GSoC 2022 - Qiling Binary Emulation Meet R2 Static Analysis

Hello. I’m chinggg, a participant of GSoC 2022 with Qiling. For the past few months, I’ve been working on bridging Qiling with Radare2 (also known as r2) to enhance binary emulation with static analysis.

Motivation

As a binary emulation framework, Qiling has done a nice job in emulation. But Qiling has limited ability to analyze binaries, users have to rely on other tools for useful information like function addresses then hardcode them, which is inconvenient.

My entire project aims to bridge Qiling with other static analysis software, thus providing users with binary information like symbols and high-level concepts like function, basic block and control flow graph. The robustness and usability of the project should also be improved to make everything tidy, which may involve some refactoring.

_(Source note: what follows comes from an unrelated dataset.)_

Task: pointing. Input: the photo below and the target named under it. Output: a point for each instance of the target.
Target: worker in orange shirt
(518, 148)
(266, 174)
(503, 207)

Showcase: De-obfuscation plugin against OLLVM control-flow flattening

When analyzing malware, it is common to see programs protected by code obfuscation. Obfuscator-LLVM may be the most widely used obfuscation tool for C/C++ programs, which implemented obfuscation like control flow flatenning.

We will not explain in details how OLLVM works because it is already very well explained in its wiki. To summarize, it flatten the original control flow using a big while-switch loop with many cases to hide real logic.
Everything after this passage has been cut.